The table too is made of a one-piece iron casting with a groove on one side to hold a sliding mitre guide that is provided as standard. Underneath the table a quadrant is used to set the table angle. The quadrant has simple angle markings but users are advised to use an angle setter if absolute accuracy is required. The mitre guide channel is a loose fit – sometimes easier to use when dust is involved – but for accuracy, users have to ensure that they run the guide down one side of the channel by exerting a little side pressure on it.
Changing blades on old fretsaws used to be a nightmare because it involved clamping the ends of the blade into grips, often under tension too, because it was not possible to undo the tension on the rocker arm.
Blade changing on this Draper is easy and quick. The rocker arm can be “untensioned” by flipping over the rocker switch on the top of the arm. This switch also serves as a blade tension adjuster, needed when changing to thicker or thinner blades. By using pin-ended blades that simply slide into the grooves on the rocker arm and underneath the table, they can be secured very easily and the tension is restored by flipping the rocker switch back again.

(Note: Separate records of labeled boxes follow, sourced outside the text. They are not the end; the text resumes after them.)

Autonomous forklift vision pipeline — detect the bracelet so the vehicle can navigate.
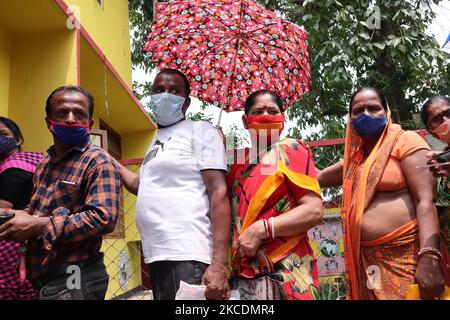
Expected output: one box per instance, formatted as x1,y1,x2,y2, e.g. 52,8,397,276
266,219,273,239
417,247,444,260
263,219,270,239
270,217,275,239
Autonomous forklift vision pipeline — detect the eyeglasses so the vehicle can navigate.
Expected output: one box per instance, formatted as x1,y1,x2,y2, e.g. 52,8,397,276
428,108,450,130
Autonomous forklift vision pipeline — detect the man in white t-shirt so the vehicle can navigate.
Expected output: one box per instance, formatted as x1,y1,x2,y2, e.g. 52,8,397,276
121,69,231,300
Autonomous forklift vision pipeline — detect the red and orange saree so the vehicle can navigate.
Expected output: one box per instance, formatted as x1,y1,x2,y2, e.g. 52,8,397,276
228,139,321,300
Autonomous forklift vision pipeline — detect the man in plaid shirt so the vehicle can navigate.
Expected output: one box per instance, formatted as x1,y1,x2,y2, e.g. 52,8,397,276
0,86,120,300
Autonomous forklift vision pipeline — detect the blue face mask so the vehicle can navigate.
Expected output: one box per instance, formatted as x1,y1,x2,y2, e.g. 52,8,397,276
49,120,90,147
150,92,186,127
0,136,17,156
351,113,387,138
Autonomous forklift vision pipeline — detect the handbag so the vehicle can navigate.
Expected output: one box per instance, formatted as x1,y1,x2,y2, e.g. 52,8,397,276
232,249,287,300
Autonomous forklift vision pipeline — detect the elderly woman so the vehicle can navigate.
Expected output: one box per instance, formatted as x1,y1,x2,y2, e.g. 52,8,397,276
228,90,323,300
318,88,444,299
420,96,450,256
0,117,42,300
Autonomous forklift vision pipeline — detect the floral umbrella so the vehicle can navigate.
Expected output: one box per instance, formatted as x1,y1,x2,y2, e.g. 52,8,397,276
144,0,311,115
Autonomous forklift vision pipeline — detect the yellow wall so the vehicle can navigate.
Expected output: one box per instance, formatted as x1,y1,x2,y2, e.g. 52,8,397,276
65,0,132,88
9,31,77,151
0,27,11,116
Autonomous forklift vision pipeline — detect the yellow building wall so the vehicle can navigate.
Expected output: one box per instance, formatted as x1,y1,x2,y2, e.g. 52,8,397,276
101,239,142,300
65,0,132,88
9,31,77,151
0,28,11,117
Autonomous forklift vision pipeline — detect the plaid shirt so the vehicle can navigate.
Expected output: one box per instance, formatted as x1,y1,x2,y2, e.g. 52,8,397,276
27,141,120,279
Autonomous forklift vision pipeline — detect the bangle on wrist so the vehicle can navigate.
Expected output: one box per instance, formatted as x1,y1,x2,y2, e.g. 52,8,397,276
263,219,270,239
269,217,275,239
266,219,272,239
417,247,443,260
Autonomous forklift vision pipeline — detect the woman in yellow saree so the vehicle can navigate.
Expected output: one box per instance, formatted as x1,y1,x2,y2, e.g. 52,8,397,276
228,90,323,300
318,88,444,300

Bearing in mind that fretsaw blades, by their nature and use, do not last very long (but they are relatively cheap to buy) it is very important that they can be changed easily.

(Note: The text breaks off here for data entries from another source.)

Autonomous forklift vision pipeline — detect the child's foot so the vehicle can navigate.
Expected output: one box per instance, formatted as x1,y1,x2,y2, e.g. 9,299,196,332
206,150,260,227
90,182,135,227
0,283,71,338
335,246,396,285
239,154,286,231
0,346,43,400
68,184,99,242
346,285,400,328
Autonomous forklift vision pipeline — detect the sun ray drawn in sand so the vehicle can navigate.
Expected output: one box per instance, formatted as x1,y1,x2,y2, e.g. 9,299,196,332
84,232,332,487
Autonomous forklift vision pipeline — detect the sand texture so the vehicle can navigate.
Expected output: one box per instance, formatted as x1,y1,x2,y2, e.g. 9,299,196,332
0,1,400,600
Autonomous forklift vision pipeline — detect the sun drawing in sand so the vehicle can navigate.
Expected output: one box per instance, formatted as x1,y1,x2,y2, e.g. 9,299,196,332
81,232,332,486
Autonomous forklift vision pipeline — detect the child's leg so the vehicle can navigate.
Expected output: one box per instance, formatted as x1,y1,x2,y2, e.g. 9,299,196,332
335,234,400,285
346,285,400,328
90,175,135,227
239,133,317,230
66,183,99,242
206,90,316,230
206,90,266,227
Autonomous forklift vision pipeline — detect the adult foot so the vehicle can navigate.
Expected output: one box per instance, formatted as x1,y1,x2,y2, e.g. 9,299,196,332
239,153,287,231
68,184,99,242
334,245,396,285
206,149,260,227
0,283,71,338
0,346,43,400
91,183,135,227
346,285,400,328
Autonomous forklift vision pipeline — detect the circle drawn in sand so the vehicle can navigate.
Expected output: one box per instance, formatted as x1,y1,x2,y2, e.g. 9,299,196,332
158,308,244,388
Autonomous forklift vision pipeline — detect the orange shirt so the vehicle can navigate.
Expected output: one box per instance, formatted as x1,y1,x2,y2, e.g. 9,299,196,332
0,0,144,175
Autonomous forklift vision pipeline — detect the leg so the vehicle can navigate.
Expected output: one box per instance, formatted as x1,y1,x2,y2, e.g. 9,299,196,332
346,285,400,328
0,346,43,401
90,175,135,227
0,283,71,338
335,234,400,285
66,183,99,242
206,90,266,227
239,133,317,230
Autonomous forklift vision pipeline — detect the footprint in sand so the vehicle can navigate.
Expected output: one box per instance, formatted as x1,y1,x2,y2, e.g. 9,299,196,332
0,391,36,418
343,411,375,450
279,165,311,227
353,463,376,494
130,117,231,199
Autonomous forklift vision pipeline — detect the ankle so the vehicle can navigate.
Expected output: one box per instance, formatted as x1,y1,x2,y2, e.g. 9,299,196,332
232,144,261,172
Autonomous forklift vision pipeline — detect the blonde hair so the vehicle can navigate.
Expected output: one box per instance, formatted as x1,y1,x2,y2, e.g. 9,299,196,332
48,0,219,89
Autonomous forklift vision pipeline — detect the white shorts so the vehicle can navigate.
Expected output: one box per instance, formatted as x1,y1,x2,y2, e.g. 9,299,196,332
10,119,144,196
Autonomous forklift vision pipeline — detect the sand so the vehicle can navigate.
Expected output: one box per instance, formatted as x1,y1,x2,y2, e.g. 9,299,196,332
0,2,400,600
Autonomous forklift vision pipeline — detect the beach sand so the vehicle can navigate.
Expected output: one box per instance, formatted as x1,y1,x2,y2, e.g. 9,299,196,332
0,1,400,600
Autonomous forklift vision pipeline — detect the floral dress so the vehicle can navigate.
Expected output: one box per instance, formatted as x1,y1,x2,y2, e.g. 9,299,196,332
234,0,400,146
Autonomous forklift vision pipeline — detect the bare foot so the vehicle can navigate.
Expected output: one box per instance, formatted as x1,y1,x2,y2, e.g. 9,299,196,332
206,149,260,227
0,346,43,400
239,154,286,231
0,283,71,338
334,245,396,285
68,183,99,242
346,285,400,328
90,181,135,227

The dust blower is very gentle and very adjustable – it is as jointed as a crab’s leg, so can be moved in so many ways to be aimed at the point of the cut. It would not do for the dust blower to be too powerful – it merely needs to clear the cut line – not raise the airborne dust levels.
Underneath the table there is a standard-sized dust extractor nozzle. The flexible end on most vac extractors should fit it and I found my extractor worked pretty efficiently in removing most dust from the machine. Ironically, it is most likely that the vacuum extractor will make much more noise than the motor of the fretsaw itself
The fretsaw motor is almost silent in operation and certainly had enough power for anything that I used the saw for – mostly cutting blocks of 50mm thick softwood and 25mm thick handles for hardwood chopping boards. The saw kerf is very thin so that sawn pieces fit together very accurately – important when making jigsaw puzzles.
Perhaps the only addition I could suggest for this fretsaw is a worklight. This is me being demanding because it is actually easy to aim a separate anglepoise lamp at the work. My desire for a worklight maybe reflects my aging eyes’ inability to follow a cut line unless it is well lit.
I got to like this saw very much in the few weeks that I used it. It just goes about its work in a very competent, relatively silent and easy to control way, with relaxed effort on the part of the human too. I reckon it could fit easily into the budget for model makers and craftspeople of all skill levels and is safe enough to be used in schools too. Although the fretsaw market has many players in it, this Draper Fretsaw does not disgrace itself and definitely should be in the running for a purchase decision.